Quando Allende ganhou as eleições, em 1970, já Roberto Santandreu - que nasceu em Milão em 1948 - trabalhava com um dos grandes fotógrafos chilenos, Tito Vásquez. "As discussões no laboratório eram muito engraçadas, porque misturávamos discussões de química com política, porque ele era maoista e eu era do MIR, trotskista", lembra. A política estava em todo o lado. "Estive três anos no curso de Filosofia, não estudei porque na altura ninguém estudava nada", ri-se. Quando Augusto Pinochet chegou ao poder em 1973, foi a fotografia que lhe permitiu sair do país. "Inventei que ia fazer um trabalho no Brasil." Na fuga de barco para a Europa a partir daí passou pela primeira vez em Lisboa, ainda antes da revolução - "visitámos a Baixa e bebemos um vinho do Porto". A paixão pela fotografia já vem desde os 6 anos, quando vivia com a família no Rio de Janeiro. "Em Copacabana havia uma loja, a Lutz Ferrando, que era uma ótica, onde eu passava a caminho da escola. Na montra havia óculos e umas caixinhas da Kodak. Pedi uma máquina ao meu pai e no Natal deram-me uma de presente", recorda. Uma foto durante um festival aéreo, em que o avião não era mais do que um ponto no céu, levou-o à descoberta de que "podia transmitir coisas através da máquina". Mais tarde, o pai ofereceu-lhe uma Zeiss, exigindo-lhe que tirasse as fotos da família - "eu negava-me, porque gostava de fazer outras coisas". Tinha 14 anos quando comprou uma Leica, que mais tarde daria ao filho Luciano (fruto do primeiro casamento). Tem também uma filha, Cátia, da companheira portuguesa de há mais de três décadas. A fotografia faria sempre parte da sua vida.

É de Roberto Santandreu a foto de Zeca Afonso que ilustra a capa do seu último disco, Galinhas do Mato (1985). A maior parte do trabalho foi em publicidade. "Até há uns 15 anos tive um grande estúdio. Mas depois fartei-me. A publicidade era diferente. Havia escritores, poetas, artistas que para viver usavam a publicidade, conversas sobre literatura, política... Mas nos anos 1980 vieram os publicitários profissionais do Brasil, que olhavam todos de cima como se fossem génios", diz.
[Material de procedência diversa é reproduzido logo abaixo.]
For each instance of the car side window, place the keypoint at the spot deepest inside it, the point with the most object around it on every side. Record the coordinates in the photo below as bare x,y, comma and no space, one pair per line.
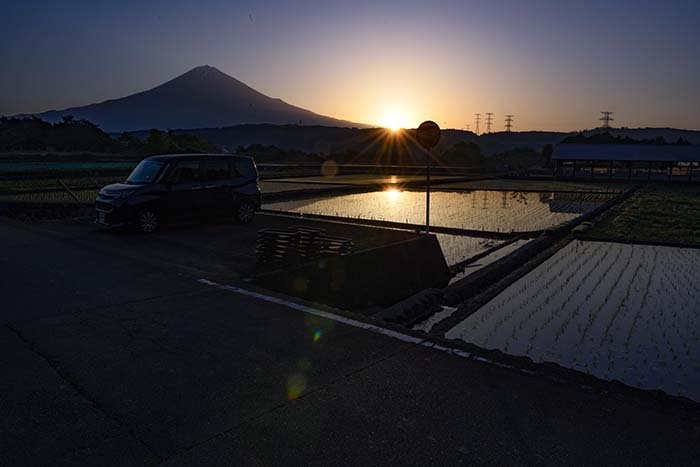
245,168
217,170
185,172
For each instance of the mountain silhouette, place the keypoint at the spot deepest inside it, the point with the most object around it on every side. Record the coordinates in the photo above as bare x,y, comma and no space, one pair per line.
204,97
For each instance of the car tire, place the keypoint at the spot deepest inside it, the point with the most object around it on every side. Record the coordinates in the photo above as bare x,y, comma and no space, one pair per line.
245,212
147,221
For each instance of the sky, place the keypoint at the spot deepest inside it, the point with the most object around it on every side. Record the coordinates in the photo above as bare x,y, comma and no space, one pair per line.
553,64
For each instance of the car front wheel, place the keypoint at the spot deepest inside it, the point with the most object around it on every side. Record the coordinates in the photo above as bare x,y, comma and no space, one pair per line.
245,212
148,221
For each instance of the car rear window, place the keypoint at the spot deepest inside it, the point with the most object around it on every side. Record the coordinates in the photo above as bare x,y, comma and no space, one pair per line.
217,169
246,168
185,172
145,172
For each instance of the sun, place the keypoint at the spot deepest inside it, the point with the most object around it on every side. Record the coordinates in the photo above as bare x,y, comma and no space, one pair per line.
394,120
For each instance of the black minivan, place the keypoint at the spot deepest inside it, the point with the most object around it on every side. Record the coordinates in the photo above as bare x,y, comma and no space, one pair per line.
176,188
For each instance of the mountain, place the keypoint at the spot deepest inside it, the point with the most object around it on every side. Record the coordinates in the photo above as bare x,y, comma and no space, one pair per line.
325,140
204,97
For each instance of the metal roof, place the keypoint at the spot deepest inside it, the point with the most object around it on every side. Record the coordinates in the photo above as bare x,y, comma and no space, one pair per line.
627,152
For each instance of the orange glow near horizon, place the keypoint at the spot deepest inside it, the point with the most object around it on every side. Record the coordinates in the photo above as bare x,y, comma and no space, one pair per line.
395,119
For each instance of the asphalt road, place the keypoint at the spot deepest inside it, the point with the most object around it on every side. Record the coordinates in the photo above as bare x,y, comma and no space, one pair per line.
112,355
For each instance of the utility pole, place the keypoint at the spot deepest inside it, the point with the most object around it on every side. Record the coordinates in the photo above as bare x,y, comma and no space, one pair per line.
509,123
606,119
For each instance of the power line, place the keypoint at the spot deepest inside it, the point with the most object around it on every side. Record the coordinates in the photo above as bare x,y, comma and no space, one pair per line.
606,118
489,120
509,123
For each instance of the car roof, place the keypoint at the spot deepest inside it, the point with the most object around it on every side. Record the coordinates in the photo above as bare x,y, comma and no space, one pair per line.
168,157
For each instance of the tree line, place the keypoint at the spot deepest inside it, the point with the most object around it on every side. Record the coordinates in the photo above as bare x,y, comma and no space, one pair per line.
72,135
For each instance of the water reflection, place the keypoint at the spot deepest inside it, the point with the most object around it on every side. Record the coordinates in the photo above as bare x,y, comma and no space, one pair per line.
494,211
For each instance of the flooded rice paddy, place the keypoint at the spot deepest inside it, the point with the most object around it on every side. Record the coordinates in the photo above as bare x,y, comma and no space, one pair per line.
489,211
616,311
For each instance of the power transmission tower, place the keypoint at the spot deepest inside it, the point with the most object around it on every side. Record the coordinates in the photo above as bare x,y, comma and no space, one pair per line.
606,119
509,123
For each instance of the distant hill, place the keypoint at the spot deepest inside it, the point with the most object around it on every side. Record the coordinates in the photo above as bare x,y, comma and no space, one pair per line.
325,140
204,97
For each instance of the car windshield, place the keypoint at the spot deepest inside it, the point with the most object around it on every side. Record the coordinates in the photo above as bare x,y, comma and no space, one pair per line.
145,172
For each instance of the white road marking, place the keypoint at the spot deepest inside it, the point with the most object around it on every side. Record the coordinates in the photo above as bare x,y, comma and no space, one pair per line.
338,318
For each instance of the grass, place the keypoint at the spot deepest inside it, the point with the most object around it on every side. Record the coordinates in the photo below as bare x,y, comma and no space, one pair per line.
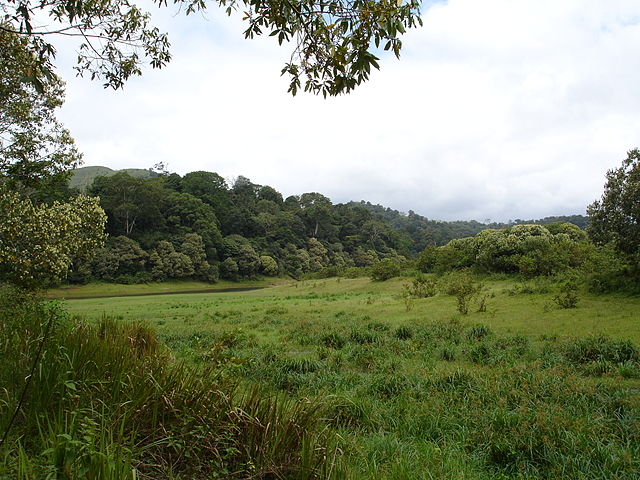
109,402
100,289
333,300
524,390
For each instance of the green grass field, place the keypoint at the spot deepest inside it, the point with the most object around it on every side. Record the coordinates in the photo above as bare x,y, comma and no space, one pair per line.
525,389
324,301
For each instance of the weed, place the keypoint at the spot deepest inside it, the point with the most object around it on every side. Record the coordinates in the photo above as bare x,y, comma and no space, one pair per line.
403,333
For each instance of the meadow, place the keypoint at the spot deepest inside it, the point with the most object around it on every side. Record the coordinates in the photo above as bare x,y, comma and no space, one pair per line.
413,389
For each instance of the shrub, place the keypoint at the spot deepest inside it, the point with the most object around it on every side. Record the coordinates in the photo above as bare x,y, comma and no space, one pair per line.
333,340
384,270
403,333
590,349
567,297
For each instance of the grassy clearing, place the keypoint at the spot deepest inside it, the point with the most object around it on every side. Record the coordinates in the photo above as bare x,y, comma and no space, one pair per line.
325,301
525,389
109,402
98,289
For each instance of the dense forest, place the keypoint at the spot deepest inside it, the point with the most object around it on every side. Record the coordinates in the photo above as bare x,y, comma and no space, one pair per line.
197,226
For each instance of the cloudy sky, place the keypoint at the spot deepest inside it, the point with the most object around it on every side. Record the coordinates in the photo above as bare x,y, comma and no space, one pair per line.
497,109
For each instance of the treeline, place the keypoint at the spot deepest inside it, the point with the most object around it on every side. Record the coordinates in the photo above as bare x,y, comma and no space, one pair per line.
198,226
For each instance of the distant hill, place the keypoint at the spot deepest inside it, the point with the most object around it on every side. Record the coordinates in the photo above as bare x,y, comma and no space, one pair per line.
83,177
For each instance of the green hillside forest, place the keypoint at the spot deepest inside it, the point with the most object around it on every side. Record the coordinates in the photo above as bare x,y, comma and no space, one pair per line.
156,326
199,227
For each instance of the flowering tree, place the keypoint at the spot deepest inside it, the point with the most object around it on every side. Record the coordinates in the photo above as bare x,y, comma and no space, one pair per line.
39,242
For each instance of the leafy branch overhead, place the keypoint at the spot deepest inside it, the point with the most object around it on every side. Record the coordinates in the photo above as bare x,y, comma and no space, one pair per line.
333,40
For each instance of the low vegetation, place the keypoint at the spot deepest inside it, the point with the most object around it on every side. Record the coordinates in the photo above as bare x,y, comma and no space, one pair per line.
374,390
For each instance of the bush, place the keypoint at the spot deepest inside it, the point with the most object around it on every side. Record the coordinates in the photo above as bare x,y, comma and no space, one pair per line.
384,270
464,288
567,297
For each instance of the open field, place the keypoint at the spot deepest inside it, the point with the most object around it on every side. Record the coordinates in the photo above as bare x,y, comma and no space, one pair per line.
327,301
523,390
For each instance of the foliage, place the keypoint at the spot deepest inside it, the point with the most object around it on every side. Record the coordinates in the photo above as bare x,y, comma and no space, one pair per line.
464,288
332,39
384,270
39,243
35,149
530,250
268,266
110,402
567,296
615,218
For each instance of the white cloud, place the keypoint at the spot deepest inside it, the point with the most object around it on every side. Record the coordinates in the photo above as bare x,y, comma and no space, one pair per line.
498,109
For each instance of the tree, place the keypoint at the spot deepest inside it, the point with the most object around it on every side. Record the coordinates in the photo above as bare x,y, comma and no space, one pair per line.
35,149
130,202
39,243
209,187
615,218
331,39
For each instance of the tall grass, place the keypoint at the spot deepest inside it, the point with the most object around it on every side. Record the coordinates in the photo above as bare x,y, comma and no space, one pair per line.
108,401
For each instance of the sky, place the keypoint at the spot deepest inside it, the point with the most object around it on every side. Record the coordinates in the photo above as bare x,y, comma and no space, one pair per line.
496,110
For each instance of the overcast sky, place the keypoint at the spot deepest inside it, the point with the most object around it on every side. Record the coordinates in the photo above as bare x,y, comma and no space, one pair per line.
497,109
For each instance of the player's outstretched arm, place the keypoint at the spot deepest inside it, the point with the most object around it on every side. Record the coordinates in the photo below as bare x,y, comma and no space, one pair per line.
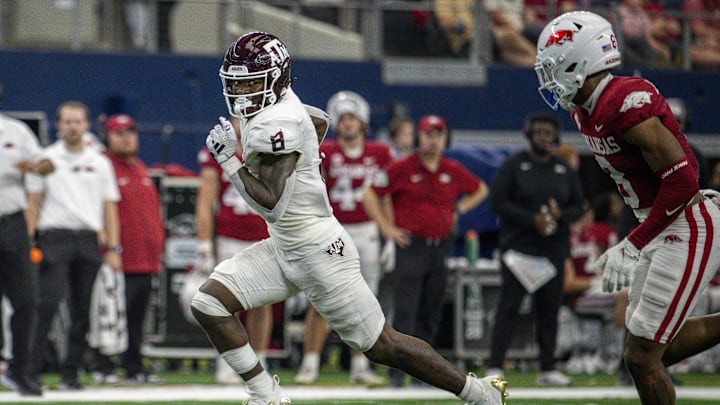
268,188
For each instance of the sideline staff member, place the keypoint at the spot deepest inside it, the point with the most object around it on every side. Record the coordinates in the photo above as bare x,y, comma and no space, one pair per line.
18,278
423,190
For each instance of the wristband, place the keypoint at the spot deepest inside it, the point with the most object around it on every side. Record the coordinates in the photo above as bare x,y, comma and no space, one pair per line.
231,165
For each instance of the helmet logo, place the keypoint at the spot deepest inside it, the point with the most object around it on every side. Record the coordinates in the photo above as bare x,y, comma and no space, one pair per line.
277,52
559,37
636,99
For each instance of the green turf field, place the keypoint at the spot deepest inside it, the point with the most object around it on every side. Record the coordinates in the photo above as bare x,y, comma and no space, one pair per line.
331,377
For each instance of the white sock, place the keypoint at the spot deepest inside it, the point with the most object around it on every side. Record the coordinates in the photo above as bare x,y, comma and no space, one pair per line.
242,359
262,385
472,391
262,358
358,362
311,361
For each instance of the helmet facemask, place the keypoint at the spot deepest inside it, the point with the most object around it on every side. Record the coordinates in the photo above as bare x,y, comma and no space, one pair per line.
255,73
558,87
570,48
248,104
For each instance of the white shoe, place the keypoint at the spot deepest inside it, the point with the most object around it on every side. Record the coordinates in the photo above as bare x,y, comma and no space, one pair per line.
306,376
553,378
494,387
224,374
277,397
366,376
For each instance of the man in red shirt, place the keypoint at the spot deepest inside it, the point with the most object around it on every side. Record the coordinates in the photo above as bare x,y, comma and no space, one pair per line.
672,255
415,203
142,235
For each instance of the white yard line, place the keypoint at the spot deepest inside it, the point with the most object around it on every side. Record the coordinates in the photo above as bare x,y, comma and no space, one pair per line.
207,393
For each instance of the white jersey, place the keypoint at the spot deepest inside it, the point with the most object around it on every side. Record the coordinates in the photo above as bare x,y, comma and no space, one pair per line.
17,143
76,192
308,223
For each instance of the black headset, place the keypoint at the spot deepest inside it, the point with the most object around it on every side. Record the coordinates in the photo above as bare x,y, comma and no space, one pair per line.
542,117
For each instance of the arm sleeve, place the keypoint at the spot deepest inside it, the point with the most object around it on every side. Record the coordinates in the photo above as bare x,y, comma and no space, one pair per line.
574,210
678,187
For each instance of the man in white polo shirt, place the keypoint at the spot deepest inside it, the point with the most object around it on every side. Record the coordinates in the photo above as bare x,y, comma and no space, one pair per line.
74,211
20,153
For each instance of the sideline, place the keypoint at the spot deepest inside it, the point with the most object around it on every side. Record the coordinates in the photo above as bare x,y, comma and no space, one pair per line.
205,393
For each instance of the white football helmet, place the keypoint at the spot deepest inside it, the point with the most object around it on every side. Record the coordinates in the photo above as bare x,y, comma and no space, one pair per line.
348,102
570,48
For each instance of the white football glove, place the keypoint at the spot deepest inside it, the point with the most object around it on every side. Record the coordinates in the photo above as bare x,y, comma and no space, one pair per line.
618,264
205,261
222,141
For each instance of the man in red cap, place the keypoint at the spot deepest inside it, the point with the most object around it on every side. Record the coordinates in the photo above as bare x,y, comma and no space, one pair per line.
426,193
141,237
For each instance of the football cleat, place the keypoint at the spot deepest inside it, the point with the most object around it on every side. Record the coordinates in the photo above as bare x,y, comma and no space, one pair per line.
494,387
277,397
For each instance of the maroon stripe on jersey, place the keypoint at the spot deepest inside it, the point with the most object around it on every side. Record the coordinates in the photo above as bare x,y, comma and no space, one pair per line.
703,264
692,245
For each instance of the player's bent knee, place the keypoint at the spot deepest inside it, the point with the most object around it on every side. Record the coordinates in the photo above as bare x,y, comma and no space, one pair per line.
208,305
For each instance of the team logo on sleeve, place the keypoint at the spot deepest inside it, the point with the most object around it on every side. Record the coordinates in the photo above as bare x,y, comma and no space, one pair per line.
336,248
278,141
636,99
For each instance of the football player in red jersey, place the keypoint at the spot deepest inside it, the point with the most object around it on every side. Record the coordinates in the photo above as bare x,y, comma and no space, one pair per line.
349,165
234,226
669,258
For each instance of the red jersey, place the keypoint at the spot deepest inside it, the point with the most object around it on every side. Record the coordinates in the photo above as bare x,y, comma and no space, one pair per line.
624,103
234,217
347,176
142,234
424,202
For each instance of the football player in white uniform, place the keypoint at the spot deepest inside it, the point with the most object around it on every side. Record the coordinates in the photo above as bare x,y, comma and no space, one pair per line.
671,256
349,165
308,250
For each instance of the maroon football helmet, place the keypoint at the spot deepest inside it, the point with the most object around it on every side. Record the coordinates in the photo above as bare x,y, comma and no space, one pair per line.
255,56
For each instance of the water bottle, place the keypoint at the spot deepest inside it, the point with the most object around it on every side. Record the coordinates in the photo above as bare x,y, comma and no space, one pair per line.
472,247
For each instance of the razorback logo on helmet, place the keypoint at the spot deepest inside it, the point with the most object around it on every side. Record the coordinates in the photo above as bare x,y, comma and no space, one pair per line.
276,51
636,99
560,37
A parte artística sempre existiu, mas as exposições só começaram desde 1996 - a próxima deverá ser em Almada, no mês da fotografia.

"Já tenho mais vida aqui em Portugal do que no Chile ou nos outros países. Mas mesmo assim mantenho a minha identidade chilena, nunca pedi a nacionalidade portuguesa." Apesar de falar português perfeito revela: "Penso em castelhano."